Download or read book Nature in the Middle Ages and the Early Modern Times written by Albrecht Classen and published by Walter de Gruyter GmbH & Co KG. This book was released on 2024-07-01 with total page 583 pages. Available in PDF, EPUB and Kindle. Book excerpt: The study of pre-modern anthropology requires the close examination of the relationship between nature and human society, which has been both precarious and threatening as well as productive, soothing, inviting, and pleasurable. Much depends on the specific circumstances, as the works by philosophers, theologians, poets, artists, and medical practitioners have regularly demonstrated. It would not be good enough, as previous scholarship has commonly done, to examine simply what the various writers or artists had to say about nature.
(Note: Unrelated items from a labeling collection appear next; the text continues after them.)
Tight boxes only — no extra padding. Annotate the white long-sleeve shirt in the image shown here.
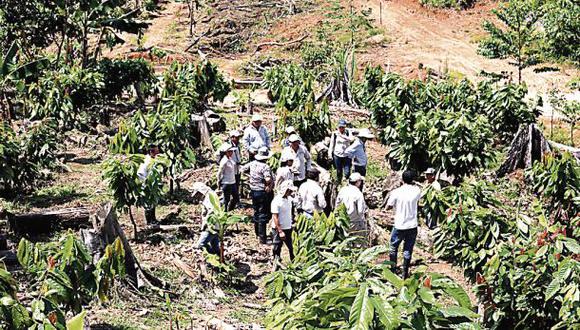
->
[345,138,368,166]
[218,156,237,184]
[298,179,326,214]
[328,131,353,159]
[281,145,312,181]
[137,155,153,181]
[242,125,271,153]
[335,184,367,223]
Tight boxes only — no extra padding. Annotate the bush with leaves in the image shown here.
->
[161,61,231,112]
[0,120,60,195]
[264,64,330,145]
[103,155,169,237]
[25,66,105,129]
[266,208,477,329]
[0,233,125,330]
[96,58,157,101]
[527,152,580,219]
[477,211,580,329]
[110,108,197,193]
[426,181,522,277]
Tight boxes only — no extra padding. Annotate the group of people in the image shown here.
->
[192,115,436,276]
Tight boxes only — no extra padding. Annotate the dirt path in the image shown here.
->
[354,0,578,105]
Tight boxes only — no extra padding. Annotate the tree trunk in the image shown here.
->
[92,202,166,288]
[129,206,137,239]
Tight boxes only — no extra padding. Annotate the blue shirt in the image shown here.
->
[344,138,368,166]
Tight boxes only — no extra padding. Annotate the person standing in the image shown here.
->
[345,128,375,176]
[272,181,296,270]
[242,115,271,161]
[387,170,421,278]
[137,144,159,225]
[328,119,354,184]
[242,147,274,244]
[281,134,312,187]
[282,126,298,148]
[191,182,220,255]
[274,154,294,191]
[335,172,367,232]
[218,145,240,212]
[297,169,326,218]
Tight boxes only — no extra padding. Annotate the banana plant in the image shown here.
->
[207,194,248,264]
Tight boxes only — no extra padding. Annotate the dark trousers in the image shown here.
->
[222,183,240,212]
[145,207,157,225]
[251,190,272,243]
[272,229,294,262]
[353,165,367,176]
[389,228,417,263]
[333,156,352,183]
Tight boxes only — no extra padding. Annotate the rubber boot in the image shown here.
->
[389,255,397,274]
[403,259,411,279]
[254,222,260,237]
[258,222,267,244]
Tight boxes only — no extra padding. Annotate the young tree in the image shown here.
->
[478,0,542,83]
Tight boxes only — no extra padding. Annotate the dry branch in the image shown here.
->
[254,34,308,54]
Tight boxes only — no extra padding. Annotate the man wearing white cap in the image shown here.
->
[387,170,421,278]
[218,144,240,212]
[328,119,354,184]
[274,154,294,191]
[345,128,375,176]
[242,115,271,161]
[282,134,312,187]
[191,182,220,255]
[242,147,274,244]
[282,126,298,148]
[297,168,326,218]
[271,181,296,270]
[335,172,367,231]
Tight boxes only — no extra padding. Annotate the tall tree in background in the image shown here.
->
[478,0,542,83]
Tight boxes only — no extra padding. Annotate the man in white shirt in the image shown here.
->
[137,144,159,224]
[387,170,421,278]
[298,169,326,218]
[328,119,354,184]
[191,182,220,255]
[242,115,271,161]
[345,128,375,176]
[281,134,312,187]
[218,145,240,212]
[335,172,367,231]
[271,181,296,270]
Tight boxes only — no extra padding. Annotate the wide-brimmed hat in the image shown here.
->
[288,134,300,143]
[348,172,365,182]
[358,128,375,139]
[278,180,296,195]
[280,152,294,162]
[254,147,272,160]
[189,181,211,196]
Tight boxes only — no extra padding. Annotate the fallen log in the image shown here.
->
[7,207,91,235]
[254,33,309,54]
[81,202,166,288]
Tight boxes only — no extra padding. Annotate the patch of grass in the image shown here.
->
[25,184,88,207]
[366,160,389,179]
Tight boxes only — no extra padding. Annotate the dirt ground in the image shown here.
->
[5,0,578,329]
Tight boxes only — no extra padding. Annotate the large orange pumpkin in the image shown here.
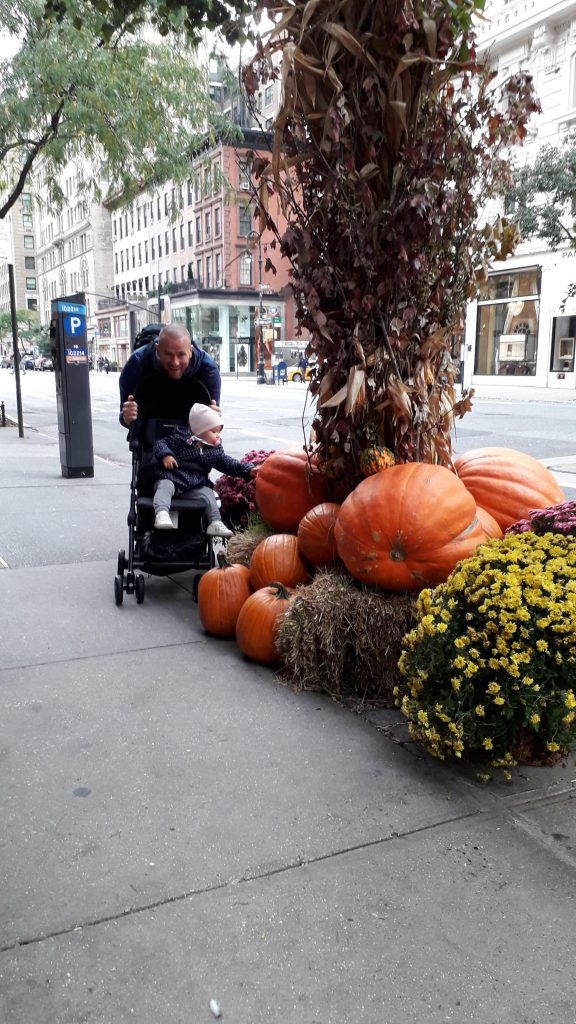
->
[256,449,327,532]
[250,534,307,590]
[335,463,486,591]
[476,505,503,540]
[297,502,340,565]
[236,583,293,665]
[454,447,564,529]
[198,553,252,637]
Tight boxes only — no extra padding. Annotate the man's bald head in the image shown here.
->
[156,324,192,381]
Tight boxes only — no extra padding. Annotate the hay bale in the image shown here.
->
[227,514,274,565]
[277,569,416,705]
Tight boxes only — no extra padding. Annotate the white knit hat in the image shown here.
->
[188,402,222,437]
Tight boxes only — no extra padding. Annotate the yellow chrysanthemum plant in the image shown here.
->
[395,532,576,780]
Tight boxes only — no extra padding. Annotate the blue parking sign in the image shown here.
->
[63,313,86,338]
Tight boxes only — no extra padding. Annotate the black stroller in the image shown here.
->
[114,374,215,605]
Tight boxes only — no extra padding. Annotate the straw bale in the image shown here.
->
[277,569,416,705]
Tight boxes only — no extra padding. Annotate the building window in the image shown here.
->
[238,160,250,191]
[238,199,252,238]
[550,316,576,373]
[240,253,252,285]
[475,266,540,377]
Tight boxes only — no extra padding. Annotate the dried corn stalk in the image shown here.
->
[244,0,538,480]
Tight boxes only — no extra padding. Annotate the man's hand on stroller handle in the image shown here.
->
[122,394,138,426]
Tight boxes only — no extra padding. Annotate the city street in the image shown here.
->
[0,370,576,465]
[0,371,576,1024]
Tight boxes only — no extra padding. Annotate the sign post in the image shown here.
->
[50,293,94,477]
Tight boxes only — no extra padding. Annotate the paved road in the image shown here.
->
[0,370,576,497]
[0,372,576,1024]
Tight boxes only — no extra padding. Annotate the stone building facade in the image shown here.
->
[461,0,576,391]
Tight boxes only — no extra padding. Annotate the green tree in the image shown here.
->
[506,133,576,249]
[244,0,539,483]
[45,0,252,43]
[0,309,48,354]
[0,0,237,219]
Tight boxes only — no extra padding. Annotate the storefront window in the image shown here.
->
[475,267,539,377]
[550,316,576,373]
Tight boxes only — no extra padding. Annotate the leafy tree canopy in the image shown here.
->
[506,133,576,249]
[0,0,237,219]
[45,0,252,43]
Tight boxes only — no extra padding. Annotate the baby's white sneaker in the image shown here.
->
[206,519,234,539]
[154,509,174,529]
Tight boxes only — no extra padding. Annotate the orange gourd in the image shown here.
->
[256,449,327,532]
[297,502,340,565]
[454,447,564,529]
[198,552,252,637]
[476,505,503,541]
[335,463,486,591]
[236,583,293,665]
[250,534,307,590]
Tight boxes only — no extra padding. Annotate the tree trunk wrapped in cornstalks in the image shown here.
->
[244,0,538,482]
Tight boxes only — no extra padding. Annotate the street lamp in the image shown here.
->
[245,231,266,384]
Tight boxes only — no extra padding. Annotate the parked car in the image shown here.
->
[287,367,314,382]
[34,355,54,370]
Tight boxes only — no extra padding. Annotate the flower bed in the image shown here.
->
[396,532,576,769]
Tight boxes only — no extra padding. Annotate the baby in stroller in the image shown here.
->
[147,402,257,538]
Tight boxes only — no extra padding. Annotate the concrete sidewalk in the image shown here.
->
[0,429,576,1024]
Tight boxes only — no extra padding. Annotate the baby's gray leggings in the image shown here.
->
[154,479,220,522]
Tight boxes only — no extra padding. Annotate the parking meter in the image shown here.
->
[50,293,94,477]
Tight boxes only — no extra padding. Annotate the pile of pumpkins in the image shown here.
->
[198,447,564,664]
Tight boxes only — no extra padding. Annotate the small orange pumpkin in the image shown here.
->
[236,583,293,665]
[297,502,340,565]
[198,552,252,637]
[256,449,327,532]
[250,534,307,590]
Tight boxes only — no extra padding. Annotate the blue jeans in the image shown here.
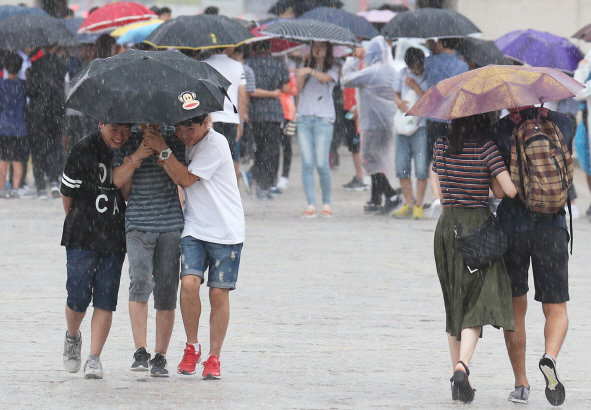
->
[395,127,431,179]
[297,115,334,205]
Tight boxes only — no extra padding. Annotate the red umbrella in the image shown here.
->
[78,1,158,34]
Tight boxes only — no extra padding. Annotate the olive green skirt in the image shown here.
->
[434,207,514,340]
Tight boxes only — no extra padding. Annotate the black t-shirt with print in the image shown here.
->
[60,132,125,254]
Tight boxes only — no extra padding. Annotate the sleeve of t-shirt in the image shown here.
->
[60,146,86,198]
[483,141,507,177]
[188,145,224,181]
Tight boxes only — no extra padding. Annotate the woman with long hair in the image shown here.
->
[295,42,339,218]
[431,114,517,403]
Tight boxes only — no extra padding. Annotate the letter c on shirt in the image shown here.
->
[95,194,109,214]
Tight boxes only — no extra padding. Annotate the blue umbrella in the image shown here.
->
[298,7,378,39]
[60,17,100,44]
[117,23,162,44]
[0,6,49,21]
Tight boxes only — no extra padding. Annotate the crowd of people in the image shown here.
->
[0,2,588,405]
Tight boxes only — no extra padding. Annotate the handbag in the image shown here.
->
[443,153,508,273]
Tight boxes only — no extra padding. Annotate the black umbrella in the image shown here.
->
[382,7,480,40]
[268,0,343,17]
[144,14,254,50]
[0,14,78,50]
[260,19,358,46]
[66,50,230,124]
[458,37,513,67]
[299,7,378,39]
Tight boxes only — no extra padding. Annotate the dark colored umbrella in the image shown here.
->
[0,14,78,50]
[261,19,358,46]
[382,7,480,40]
[495,30,583,71]
[268,0,343,17]
[144,14,254,50]
[458,37,513,67]
[299,7,378,40]
[66,50,230,124]
[60,17,100,44]
[0,6,49,21]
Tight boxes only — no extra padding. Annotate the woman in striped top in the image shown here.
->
[431,114,517,402]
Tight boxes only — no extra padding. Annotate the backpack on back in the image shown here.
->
[509,108,574,214]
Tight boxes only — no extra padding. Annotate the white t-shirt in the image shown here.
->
[182,128,244,245]
[204,54,246,124]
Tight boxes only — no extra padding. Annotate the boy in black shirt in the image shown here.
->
[60,123,133,379]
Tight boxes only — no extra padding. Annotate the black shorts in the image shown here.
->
[0,135,29,162]
[343,118,359,154]
[213,122,240,162]
[504,228,569,303]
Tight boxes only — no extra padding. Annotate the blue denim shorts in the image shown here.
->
[66,248,125,313]
[181,236,242,290]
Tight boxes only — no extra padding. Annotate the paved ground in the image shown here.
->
[0,146,591,409]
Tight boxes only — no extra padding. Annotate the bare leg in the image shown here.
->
[181,275,201,343]
[155,310,174,354]
[129,300,148,349]
[90,308,113,356]
[415,179,429,206]
[504,295,532,388]
[66,306,86,337]
[209,288,230,356]
[400,178,415,206]
[542,302,568,360]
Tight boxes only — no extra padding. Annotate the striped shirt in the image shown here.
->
[432,138,507,208]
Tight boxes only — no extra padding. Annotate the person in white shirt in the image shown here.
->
[144,114,245,380]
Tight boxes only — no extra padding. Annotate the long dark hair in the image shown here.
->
[446,113,492,155]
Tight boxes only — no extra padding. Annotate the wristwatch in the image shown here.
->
[158,148,172,161]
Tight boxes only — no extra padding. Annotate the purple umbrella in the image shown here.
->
[495,30,583,71]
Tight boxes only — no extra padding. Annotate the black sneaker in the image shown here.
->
[150,353,168,377]
[539,353,566,406]
[131,347,152,372]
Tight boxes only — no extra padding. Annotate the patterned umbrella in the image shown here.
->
[407,65,585,120]
[78,1,158,34]
[261,19,358,46]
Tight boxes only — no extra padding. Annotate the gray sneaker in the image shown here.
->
[64,331,82,373]
[509,386,529,404]
[84,354,103,379]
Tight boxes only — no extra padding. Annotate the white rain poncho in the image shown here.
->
[342,36,396,179]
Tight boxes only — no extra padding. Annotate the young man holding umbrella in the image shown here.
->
[144,114,244,379]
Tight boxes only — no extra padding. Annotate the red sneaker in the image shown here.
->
[203,355,222,380]
[178,343,201,374]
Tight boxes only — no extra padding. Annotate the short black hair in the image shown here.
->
[404,47,425,67]
[174,114,208,127]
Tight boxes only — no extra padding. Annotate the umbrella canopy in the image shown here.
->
[78,1,158,34]
[261,19,357,46]
[60,17,99,44]
[144,14,254,50]
[458,37,512,67]
[495,30,583,71]
[382,7,480,40]
[299,7,378,40]
[407,65,585,120]
[0,6,49,21]
[111,19,164,44]
[66,50,230,124]
[0,14,78,50]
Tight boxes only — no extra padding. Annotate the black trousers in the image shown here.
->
[250,121,283,190]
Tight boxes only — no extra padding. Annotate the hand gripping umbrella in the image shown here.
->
[381,7,480,40]
[65,50,230,124]
[0,14,78,50]
[144,14,254,50]
[406,65,585,120]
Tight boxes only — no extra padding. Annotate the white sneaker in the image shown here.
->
[277,177,289,189]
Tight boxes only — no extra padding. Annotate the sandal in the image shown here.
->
[452,360,476,403]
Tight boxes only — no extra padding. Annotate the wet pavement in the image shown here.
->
[0,149,591,409]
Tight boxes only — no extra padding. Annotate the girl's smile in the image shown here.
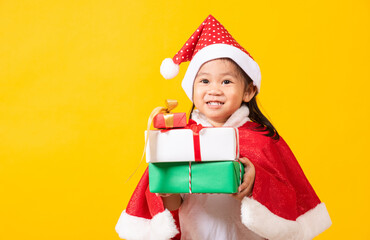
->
[193,59,254,127]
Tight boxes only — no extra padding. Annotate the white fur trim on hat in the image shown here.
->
[182,44,261,101]
[116,209,179,240]
[241,197,331,240]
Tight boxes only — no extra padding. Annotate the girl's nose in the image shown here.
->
[207,87,222,96]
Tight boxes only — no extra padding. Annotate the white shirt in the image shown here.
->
[179,194,263,240]
[179,106,263,240]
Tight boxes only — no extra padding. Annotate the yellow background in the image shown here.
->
[0,0,370,240]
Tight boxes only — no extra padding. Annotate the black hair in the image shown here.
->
[190,58,280,140]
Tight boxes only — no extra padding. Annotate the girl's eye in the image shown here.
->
[200,79,209,83]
While modern scientists consider just the hard-core data of the objective world, cultural historians and literary scholars endeavor to comprehend the deeper meaning of the concept of nature presented by countless writers and artists. Only when we have a good grasp of the interactions between people and their natural environment, are we in a position to identify and interpret mental structures, social and economic relationships, medical and scientific concepts of human health, and the messages about all existence as depicted in major art works. In light of the current conditions threatening to bring upon us a global crisis, it matters centrally to take into consideration pre-modern discourses on nature and its enormous powers to understand the topoi and tropes determining the concepts through which we perceive nature. Nature thus proves to be a force far beyond all human comprehensibility, being both material and spiritual depending on our critical approaches.
Download or read book Investing in the Early Modern Built Environment written by Carole Shammas and published by BRILL. This book was released on 2012-08-01 with total page 431 pages. Available in PDF, EPUB and Kindle. Book excerpt: Investing in the Early Modern Built Environment represents the first attempt to delve into the period’s enhanced architectural investment—its successes, its failures, and the conflicts it provoked globally.